# Whacker or Wacker Poll



## SOT (Jul 30, 2004)

What is the best spelling in the common vernacular for these creatures?


----------



## Nachtwächter (Dec 9, 2005)

I am going with whacker. I think we should include a definition of whacker. CMPSA are whackers , while the rabbi in NY is not a true whacker. Perhaps a whacker wannabe.


----------



## Killjoy (Jun 23, 2003)

Whacker looks better. My definition is someone who longs so much to be a cop they actually go out and buy the equipment and uniform parts of police, without actually going through any of the training. This behavior provides a look into their dangerous mental state. When does _persistence_ become _stalking_?


----------



## SOT (Jul 30, 2004)

Well I voted for wacker as it is more to what the person is:

Wack(er): n.

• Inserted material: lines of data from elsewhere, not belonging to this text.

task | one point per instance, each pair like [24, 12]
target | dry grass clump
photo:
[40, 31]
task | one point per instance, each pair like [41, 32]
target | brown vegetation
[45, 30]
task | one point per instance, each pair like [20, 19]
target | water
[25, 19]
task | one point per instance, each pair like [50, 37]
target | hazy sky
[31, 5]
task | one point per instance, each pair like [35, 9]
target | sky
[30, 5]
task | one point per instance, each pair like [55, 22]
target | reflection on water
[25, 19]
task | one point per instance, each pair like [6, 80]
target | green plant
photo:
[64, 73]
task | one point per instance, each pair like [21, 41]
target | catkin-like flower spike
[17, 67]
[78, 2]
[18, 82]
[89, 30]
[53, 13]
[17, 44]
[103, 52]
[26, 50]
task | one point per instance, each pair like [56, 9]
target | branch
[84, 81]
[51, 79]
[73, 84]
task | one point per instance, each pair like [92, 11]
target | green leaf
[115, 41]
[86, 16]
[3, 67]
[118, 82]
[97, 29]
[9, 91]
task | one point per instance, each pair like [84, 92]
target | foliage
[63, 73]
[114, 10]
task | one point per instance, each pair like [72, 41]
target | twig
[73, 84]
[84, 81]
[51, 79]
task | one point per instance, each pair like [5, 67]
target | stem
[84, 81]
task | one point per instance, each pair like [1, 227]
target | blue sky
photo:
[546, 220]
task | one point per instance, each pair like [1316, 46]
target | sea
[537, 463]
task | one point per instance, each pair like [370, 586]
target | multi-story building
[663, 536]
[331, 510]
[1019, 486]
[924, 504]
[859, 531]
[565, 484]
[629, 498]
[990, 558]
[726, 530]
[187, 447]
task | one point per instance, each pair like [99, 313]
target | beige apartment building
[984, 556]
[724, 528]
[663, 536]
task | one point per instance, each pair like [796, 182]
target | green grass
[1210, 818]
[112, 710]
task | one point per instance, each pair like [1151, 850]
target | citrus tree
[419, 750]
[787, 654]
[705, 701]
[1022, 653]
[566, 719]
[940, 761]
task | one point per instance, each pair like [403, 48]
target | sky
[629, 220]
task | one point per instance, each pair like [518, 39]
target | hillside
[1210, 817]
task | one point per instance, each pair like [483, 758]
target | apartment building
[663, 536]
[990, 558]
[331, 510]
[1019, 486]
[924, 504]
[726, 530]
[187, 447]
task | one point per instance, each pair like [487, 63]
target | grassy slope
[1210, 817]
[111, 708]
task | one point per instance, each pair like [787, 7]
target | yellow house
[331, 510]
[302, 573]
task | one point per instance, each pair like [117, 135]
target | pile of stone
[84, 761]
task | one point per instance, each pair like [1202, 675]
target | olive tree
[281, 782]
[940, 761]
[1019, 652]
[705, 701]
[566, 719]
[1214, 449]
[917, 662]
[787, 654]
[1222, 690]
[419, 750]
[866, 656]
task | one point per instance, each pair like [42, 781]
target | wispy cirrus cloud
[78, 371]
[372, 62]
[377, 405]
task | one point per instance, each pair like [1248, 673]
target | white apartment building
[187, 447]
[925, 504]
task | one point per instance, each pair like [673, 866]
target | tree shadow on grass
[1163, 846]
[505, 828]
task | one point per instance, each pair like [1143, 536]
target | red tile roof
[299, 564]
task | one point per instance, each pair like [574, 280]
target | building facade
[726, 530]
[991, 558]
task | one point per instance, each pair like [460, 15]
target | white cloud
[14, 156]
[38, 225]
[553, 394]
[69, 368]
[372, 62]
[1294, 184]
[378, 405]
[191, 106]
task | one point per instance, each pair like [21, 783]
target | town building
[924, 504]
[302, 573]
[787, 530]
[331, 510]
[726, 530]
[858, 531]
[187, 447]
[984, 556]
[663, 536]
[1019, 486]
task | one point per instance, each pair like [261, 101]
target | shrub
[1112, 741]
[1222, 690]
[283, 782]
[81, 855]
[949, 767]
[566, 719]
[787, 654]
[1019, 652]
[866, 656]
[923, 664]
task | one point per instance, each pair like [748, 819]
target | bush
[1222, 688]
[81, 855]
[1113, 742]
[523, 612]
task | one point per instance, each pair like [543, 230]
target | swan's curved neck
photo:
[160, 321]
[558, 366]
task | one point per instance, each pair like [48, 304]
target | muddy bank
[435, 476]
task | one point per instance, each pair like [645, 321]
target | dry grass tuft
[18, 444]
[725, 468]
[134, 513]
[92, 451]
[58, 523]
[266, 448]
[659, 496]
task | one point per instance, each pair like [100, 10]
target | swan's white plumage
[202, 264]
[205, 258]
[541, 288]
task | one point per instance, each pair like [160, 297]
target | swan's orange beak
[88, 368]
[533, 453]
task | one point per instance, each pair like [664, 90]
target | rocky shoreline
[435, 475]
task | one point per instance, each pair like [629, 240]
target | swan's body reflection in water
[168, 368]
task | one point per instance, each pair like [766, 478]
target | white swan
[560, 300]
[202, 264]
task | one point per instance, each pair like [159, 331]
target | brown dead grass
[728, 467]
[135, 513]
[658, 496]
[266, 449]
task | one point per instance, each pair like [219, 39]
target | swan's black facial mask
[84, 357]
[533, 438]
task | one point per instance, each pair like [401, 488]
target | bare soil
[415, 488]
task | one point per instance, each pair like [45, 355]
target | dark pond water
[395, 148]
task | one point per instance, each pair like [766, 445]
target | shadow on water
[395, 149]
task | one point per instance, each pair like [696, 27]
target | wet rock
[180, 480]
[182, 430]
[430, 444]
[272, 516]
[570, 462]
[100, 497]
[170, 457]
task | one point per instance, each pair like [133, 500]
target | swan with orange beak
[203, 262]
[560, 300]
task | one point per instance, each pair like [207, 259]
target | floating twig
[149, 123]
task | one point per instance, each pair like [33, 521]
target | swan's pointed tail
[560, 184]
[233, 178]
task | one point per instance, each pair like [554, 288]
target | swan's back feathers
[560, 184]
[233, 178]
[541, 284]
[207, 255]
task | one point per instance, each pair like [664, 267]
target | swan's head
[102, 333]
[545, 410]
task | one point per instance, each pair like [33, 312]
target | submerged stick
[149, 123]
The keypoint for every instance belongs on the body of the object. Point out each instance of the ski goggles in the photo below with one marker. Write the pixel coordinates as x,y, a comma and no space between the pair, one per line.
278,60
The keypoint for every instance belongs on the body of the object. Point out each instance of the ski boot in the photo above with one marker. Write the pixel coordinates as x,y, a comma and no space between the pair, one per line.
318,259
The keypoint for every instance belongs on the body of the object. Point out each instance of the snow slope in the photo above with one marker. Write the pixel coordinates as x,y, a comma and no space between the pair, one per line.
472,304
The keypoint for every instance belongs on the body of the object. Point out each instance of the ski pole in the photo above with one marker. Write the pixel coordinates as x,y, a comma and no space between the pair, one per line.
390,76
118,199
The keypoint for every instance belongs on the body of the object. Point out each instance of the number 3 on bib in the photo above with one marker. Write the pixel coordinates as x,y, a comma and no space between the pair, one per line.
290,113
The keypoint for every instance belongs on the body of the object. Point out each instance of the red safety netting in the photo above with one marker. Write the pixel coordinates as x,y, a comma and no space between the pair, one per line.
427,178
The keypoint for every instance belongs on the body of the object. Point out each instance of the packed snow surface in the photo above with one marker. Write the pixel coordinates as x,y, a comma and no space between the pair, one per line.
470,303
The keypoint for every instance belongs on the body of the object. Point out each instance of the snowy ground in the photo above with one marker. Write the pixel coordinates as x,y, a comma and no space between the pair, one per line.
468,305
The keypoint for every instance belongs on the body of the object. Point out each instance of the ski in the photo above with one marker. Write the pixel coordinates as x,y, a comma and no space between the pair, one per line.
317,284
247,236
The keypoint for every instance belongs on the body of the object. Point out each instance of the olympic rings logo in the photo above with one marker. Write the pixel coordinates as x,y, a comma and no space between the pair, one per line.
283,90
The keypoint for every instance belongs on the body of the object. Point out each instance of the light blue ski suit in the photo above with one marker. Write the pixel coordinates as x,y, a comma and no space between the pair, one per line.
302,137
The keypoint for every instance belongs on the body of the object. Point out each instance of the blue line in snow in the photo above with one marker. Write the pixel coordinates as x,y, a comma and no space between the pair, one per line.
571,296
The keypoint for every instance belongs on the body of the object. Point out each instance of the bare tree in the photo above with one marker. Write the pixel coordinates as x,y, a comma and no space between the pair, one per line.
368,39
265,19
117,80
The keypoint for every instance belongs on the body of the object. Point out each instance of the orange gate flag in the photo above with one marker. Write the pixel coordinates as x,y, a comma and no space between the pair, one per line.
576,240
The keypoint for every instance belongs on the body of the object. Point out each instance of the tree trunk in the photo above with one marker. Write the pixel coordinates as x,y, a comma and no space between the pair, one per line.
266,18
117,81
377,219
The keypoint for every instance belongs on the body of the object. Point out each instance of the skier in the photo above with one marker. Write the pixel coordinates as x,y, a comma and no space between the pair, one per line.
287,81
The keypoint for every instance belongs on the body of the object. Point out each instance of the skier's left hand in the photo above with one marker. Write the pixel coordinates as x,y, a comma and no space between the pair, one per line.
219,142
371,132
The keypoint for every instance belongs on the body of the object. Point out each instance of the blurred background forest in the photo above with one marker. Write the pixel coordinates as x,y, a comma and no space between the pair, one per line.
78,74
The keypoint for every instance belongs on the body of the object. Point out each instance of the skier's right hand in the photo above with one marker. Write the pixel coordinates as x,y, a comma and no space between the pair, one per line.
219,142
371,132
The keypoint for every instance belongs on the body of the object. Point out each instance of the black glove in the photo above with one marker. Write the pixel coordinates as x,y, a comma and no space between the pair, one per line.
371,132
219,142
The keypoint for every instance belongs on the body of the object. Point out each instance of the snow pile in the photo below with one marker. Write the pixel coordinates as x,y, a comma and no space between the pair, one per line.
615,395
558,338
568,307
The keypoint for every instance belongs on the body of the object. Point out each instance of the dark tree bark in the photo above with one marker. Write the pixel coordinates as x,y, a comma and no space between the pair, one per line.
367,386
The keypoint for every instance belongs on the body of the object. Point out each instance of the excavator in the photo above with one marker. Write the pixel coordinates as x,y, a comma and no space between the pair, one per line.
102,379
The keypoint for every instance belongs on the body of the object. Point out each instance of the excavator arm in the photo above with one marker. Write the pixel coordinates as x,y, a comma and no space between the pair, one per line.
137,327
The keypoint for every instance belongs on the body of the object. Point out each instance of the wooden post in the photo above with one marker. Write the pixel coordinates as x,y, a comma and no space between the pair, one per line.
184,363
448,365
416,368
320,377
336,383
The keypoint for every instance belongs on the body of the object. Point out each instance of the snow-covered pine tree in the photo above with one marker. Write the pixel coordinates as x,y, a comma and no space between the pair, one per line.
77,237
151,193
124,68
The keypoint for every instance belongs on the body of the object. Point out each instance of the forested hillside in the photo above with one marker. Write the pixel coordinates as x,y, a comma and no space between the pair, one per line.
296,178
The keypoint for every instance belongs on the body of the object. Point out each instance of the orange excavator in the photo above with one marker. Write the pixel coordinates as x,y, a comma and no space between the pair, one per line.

A person regarded as eccentric.


----------



## Officer Dunngeon (Aug 16, 2002)

I'm going to have to side with SOT. The definition has to fit the word, not vice versa.


----------



## kwflatbed (Dec 29, 2004)

Whack

:beat: They need a slap :beat:


----------



## CJIS (Mar 12, 2005)

I am with Harry


----------



## Guest (Jan 29, 2007)

I like whacker, it has a certain......panache.


----------



## KozmoKramer (Apr 25, 2004)

Delta784 said:


> ...it has a certain......panache.


Didn't he just drop dead in Chile?


----------



## RCPD33 (Jul 3, 2006)

:dito: I think "whacker" just looks better and stands apart from the common spelling perfectly.


----------



## kttref (Oct 5, 2004)

See..here is my take..."whacker" does look better..but why should these people have something that looks better? They get shitty "wacker" in my opinion.


----------



## justanotherparatrooper (Aug 27, 2006)

Now...that Is Funny


----------



## 94c (Oct 21, 2005)

my kids are just learning their song...

"with a nick nack paddy whacker give the dog a bone..."


----------



## Officer Dunngeon (Aug 16, 2002)

That plate would look awesome under the lightbar, MPA and blue line stickers I bought on eBay. :mrgreen:


----------



## RCPD33 (Jul 3, 2006)

Too funny! B:


----------



## drewpopo (Dec 21, 2002)

We are all in Mass I think it should be

Wackaah


----------



## SOT (Jul 30, 2004)

touché


----------



## DPD77 (Feb 3, 2004)

I like wacker. I also like the Boston twang version Drewpopo put up "wackaah" maybe we could get that added into the poll.


----------